Das Grosse, Eindrucksvolle eröffnet sich einem schnell in Grindelwald. Erste grosse Schatten wirft nur schon der Kalkriese Eiger aufs Dorf.

Erst einmal wollten sich die drei bekannten Berggiganten nicht zeigen, versteckten sich hinter dichten Wolken. Die spielenden Kinder, oben auf der Bergstation der Männlichenbahn, liessen sich davon bestimmt nicht ablenken.

Kinderspielplatz Berggasthaus Männlichen
Kinderspielplatz Berggasthaus Männlichen

Gleich nebenan des Männlichen befindet sich das Lauberhorn. Eine etwas kleine aber sympathische Erhebung in Anbetracht seines Bekanntheitsgrads in unserem Lande.

Noch etwas weiter die Kleine Scheidegg. Deren Schwester, die Grosse Scheidegg, befindet sich auf der gegenüberliegenden Seite von Grindelwald, beim Übergang ins Tal nach Meiringen. Hier scheinen die Begriffe durcheinander geraten zu sein oder die Namensgebung war schneller als die touristische Entwicklung die die Kleine Scheidegg so gross werden liess.

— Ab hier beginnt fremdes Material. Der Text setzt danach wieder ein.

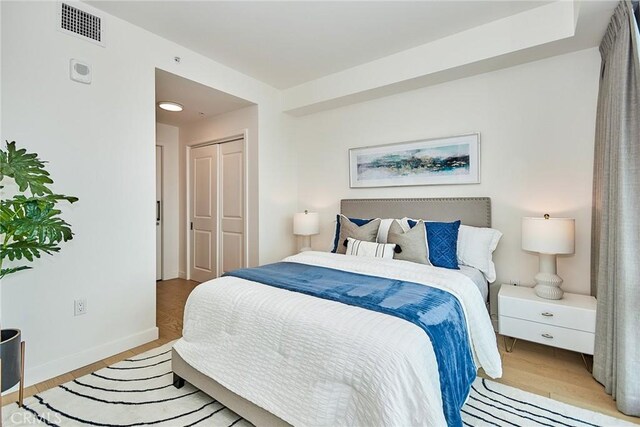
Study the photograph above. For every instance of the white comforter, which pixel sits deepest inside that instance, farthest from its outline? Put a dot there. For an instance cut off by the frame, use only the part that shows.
(314, 362)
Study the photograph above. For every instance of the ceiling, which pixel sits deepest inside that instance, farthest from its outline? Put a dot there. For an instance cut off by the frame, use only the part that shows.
(199, 101)
(287, 43)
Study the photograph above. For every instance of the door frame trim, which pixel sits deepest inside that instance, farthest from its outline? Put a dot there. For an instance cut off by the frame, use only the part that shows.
(243, 135)
(162, 198)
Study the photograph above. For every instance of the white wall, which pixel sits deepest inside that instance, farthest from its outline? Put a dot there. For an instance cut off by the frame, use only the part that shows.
(168, 137)
(239, 122)
(537, 128)
(100, 139)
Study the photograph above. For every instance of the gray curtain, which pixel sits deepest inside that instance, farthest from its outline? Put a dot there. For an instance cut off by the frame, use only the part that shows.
(616, 213)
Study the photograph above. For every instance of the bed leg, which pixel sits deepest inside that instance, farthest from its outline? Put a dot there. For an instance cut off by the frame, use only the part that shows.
(178, 382)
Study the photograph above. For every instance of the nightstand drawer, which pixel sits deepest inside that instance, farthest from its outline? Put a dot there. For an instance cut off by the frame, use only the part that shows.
(558, 313)
(555, 336)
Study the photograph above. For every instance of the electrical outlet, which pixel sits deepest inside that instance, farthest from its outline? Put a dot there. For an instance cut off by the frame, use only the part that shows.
(80, 307)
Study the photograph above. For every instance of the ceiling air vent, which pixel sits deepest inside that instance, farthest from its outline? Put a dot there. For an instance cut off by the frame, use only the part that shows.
(80, 23)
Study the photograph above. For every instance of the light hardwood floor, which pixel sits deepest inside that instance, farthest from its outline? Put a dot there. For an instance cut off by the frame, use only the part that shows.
(543, 370)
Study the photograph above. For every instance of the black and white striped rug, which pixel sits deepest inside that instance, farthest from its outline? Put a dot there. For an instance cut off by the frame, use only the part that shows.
(139, 392)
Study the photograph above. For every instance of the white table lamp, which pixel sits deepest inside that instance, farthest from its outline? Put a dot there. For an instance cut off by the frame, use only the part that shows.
(549, 237)
(306, 224)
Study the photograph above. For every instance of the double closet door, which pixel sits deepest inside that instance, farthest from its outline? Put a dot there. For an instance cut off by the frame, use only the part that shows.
(217, 209)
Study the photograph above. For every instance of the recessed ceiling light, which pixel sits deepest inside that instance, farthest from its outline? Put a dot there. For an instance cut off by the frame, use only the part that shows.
(170, 106)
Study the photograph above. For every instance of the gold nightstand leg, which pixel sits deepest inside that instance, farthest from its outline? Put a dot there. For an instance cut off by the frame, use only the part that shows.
(513, 344)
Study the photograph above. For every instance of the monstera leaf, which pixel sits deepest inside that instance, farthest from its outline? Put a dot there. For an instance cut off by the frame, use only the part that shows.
(30, 223)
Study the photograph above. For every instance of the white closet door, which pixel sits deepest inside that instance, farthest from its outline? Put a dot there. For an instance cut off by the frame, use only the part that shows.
(158, 213)
(204, 200)
(232, 206)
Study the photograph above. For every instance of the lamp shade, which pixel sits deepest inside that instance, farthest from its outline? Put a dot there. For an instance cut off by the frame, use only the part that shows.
(306, 223)
(548, 235)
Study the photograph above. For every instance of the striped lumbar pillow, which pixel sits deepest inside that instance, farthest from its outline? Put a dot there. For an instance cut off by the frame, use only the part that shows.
(369, 249)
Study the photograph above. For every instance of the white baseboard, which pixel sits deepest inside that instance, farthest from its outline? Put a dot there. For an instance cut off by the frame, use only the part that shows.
(66, 364)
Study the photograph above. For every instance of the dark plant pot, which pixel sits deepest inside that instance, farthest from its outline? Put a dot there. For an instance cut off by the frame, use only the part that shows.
(10, 354)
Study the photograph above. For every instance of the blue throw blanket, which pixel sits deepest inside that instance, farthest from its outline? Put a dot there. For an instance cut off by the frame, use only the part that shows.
(435, 311)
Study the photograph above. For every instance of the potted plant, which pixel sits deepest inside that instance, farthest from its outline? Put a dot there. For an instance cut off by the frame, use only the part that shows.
(30, 224)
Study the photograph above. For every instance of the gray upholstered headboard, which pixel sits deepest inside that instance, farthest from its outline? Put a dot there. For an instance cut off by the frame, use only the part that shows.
(474, 211)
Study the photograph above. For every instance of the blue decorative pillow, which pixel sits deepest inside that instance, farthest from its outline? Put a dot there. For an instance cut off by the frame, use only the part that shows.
(357, 221)
(442, 239)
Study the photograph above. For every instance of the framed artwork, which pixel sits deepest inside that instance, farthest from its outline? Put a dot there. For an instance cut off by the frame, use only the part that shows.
(438, 161)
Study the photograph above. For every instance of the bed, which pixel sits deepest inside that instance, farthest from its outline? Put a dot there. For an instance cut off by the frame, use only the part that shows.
(278, 357)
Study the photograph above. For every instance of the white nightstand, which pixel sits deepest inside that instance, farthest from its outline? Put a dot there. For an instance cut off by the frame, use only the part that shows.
(568, 323)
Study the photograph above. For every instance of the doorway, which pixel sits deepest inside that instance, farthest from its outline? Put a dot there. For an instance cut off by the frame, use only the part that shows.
(217, 208)
(158, 213)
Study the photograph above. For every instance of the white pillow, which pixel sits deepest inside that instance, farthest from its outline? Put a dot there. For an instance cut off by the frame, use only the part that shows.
(369, 249)
(475, 249)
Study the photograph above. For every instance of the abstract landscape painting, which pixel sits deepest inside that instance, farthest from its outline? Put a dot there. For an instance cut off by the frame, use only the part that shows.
(453, 160)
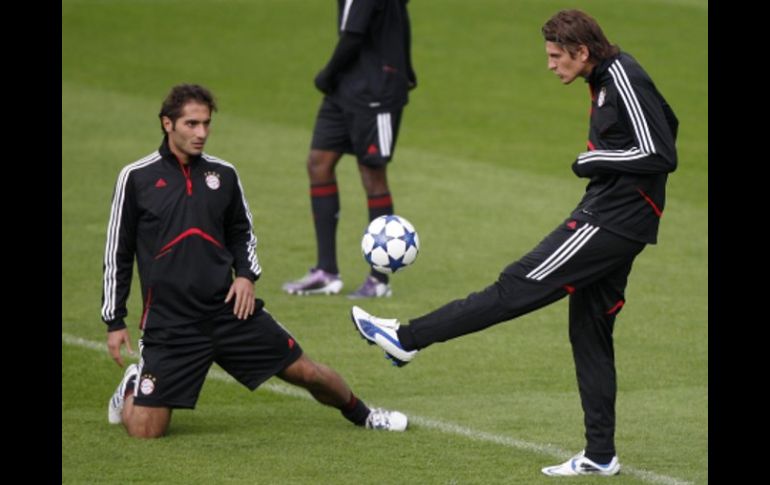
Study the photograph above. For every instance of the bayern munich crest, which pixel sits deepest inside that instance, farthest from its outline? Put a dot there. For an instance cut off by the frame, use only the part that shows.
(147, 385)
(212, 180)
(602, 97)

Eiger Express bei der Bergstation
Eiger Express bei der Bergstation

Gross, sehr gross ist der neu erstellte Eiger Express und zählt zu den von Menschenhand gebauten Giganten in Grindelwald. Die „Terminal“ genannte Talstation am Dorfrand gilt es sich selber, vor Ort, anzusehen. Die Bezeichnung jedenfalls ist Programm. Ich wundere mich: braucht es diese Dimensionen? Es muss wohl, wie sonst lassen sich die erwarteten und erhofften Touristenmassen durchschleusen?

Mit eindrücklich auch die verbauten Betonmassen bei der Station Eigergletscher. Die riesigen Kabinen wollen ruck-zuck aufgenommen und entlehrt werden.

Eiger Express Grindelwald
Eiger Express Grindelwald

Tragisch gigantisch der Absturz eines Amerikaners, dessen junges Leben beim Basejumping-Flug vom „Magic Mushroom“, einem Felsvorsprung an der Eiger-Westflanke, endete.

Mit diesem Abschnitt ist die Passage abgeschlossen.